GOOD: The dog :-) Uma holding her contacts (I'm tempted to start quick releases with her, but I don't think I'm there yet), fast weaves, awesome jump work, just 1 knocked bar all weekend long (my fault). Practically all of our runs were very nice and fluent, usually with one stupid handler mistake per run. Two were awesome - a qualifying Standard run on Sunday in A1 (this means she has 1 leg and needs 2 more to move up) and an awesome clean Open Standard run on Sunday (with a third place).

Saturday was a "bad handler day" for Uma and I really messed her up quite a few times. I pulled her out of the chute by calling too early (there was a tricky sequence following, I didn't want her to take the dummy jump, but it was obviously too early) and I put her over the wrong jump after exiting the tunnel.

I did the very same thing on Sunday which cost me an off course and a very nice trophy. Here's the course where this happened:



Here I off-coursed her after the number 18 tunnel onto the number 3 jump instead of doing the broad jump. I didn't turn her tight enough after the tunnel and it didn't help that I was on the right side of the broad jump. She jumped the jump when my back was turned to the tunnel. I did the same thing in Saturday's Open Jumpers class, which means this is something I need to work one. Both of these runs would have been awesome if it wasn't for that off course after the tunnel.

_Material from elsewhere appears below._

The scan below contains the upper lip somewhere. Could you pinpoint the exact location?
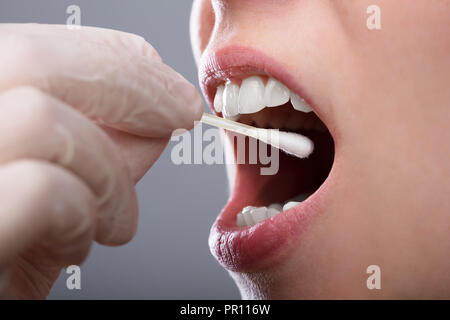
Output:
[199,45,331,127]
[199,45,334,271]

This is a course we ran clean and in 41.90 seconds. The best time was 38 seconds by a very fast Lithuanian border collie. However, I was holding Uma's contacts for at least half a second on each. I'm sure there's no way she would have been as fast as that dog, but I could technically shave at least 1.5 second off her time by quick relasing. But.... I'm not sure I'm ready for that yet. Anyway, here's the course:




In general I'm very pleased with her and of course disappointed in my handling skills or lack thereof. But next weekend we're going to a seminar with Lesley Olden (of Crufts fame) and I'm looking forward to that.